The human body/mind has a tendency to be a product of repetitive learning, while under stress. Stress forces us to revert to what we know best, either as a defensive move or what has been used in the past. Your youngster may deal with stress in this way by doing what he knows, simply as his response of “dealing with it.” Now, he’s probably not in a pressure cooker situation, but to him nerves may play a role(s) in his demeanor, thus wind milling. as you put it.

A bit on the husky/stout side, but not overweight.
Husky/stout physiques are usually less flexible than most physical makeups. Couple this with his age -14, he is probably dealing with as much as he can, the best he can. A youngster with girth is very difficult to coach, pitching wise. Now from a football standpoint, being all that you described, I bet he is not all that bad as a pull guard third and long. (or something like that.)

Finally, I wouldn’t be surprised if pitching wasn’t his first choice as a ballplayer. I say this because usually youngsters that “big” for their age at 12-14, usually can command some good heat, when compared to others. Maybe not the best heat around, but given the overall population available, these people are assumed to be one of the options. I would ask this youngster if he really wants to pitch, or would he prefer to be a position player.
By the way, how is he at bat? Does he display some of the same tendencies from a batter’s perspective?

I agree with most of your comments. I think part of it is habit/mental and part is physical. But, it could very well be something that passes as he gets older and more physically mature. Based on his body type, I suspect that he will never be overly flexible, but we can certainly work on that, and general athleticism.

He really does want to be a pitcher first, in large part because he wants to emulate my son who pitched in college. There are some similarities with his hitting. Doesn’t get a whole lot of separation there either. Also has some balance issues at bat. I guess for now the main thing to do is reinforce proper sequencing, mechanics and athleticism and give him time to develop. Thanks for the feedback.

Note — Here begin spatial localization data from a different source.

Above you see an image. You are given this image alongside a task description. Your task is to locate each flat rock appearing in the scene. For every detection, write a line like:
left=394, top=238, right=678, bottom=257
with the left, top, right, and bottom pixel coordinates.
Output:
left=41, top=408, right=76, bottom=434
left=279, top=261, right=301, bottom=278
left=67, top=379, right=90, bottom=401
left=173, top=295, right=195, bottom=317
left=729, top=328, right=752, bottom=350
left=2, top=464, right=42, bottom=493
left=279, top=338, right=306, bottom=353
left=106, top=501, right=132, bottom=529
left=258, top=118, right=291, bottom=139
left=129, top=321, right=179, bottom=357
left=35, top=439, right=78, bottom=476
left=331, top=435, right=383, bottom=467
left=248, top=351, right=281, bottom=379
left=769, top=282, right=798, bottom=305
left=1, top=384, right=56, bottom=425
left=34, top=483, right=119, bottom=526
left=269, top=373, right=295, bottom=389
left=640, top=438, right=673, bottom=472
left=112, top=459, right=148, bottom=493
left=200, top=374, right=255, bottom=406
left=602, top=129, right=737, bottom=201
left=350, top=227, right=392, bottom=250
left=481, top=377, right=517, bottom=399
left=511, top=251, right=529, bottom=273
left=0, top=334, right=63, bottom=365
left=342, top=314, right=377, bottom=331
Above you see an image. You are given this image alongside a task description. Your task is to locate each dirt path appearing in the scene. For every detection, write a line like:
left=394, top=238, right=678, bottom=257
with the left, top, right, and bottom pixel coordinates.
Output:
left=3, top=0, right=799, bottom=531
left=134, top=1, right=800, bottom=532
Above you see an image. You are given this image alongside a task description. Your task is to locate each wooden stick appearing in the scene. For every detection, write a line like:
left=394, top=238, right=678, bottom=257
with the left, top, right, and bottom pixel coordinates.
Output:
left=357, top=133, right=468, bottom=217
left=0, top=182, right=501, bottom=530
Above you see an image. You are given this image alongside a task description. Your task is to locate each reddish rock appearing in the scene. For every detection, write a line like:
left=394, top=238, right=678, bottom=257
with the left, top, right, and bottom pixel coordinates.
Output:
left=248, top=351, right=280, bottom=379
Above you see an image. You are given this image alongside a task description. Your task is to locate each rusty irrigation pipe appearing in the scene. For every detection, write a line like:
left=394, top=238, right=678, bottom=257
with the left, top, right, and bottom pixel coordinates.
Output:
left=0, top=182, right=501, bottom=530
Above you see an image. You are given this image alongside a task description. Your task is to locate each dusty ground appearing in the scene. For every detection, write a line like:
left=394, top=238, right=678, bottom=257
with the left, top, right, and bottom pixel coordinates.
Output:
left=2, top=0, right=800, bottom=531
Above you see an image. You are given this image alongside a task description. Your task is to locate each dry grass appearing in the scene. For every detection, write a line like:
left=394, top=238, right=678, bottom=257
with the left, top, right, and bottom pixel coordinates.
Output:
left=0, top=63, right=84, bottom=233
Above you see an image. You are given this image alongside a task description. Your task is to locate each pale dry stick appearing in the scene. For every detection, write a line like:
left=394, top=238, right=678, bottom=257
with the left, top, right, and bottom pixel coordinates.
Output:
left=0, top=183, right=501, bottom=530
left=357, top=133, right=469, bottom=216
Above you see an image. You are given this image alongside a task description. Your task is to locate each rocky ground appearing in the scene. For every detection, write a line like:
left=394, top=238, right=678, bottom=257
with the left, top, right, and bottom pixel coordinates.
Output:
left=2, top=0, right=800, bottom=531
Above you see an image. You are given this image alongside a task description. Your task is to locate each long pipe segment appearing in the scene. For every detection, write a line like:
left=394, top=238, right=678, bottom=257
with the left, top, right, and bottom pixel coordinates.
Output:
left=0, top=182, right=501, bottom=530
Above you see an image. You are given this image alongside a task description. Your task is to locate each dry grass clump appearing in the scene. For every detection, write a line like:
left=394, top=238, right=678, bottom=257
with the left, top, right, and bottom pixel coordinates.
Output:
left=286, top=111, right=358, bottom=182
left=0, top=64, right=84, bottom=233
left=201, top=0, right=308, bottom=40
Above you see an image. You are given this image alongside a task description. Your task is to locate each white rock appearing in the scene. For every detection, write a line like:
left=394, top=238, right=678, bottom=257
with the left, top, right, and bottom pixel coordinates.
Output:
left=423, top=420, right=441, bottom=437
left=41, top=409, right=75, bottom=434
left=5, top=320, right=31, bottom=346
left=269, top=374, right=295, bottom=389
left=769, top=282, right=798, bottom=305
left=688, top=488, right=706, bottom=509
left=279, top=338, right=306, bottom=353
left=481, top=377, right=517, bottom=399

Probably not helpful but have seen two “windmilling” at younger ages, around 10 yrs old. One threw very hard for his age but was wild, other not so hard but was pretty effective. The harder thrower eventually evololved into an equally awkward throwing motion and gave up baseball by Sophomore year. Other kid hasn’t pitched since 8th grade but a heckuva power hitter. Just curious how the kids look long tossing? Bet they don’t windmill it.

What do you think about using Ron Wolforth’s “Connection Ball” to try to fix this? The kid’s currently playing on the C-team (7th & 8th graders), so I won’t see him until their season is over. But, I just saw a picture of Verlander long tossing with a connection ball and it got me to thinking that this might help my guy.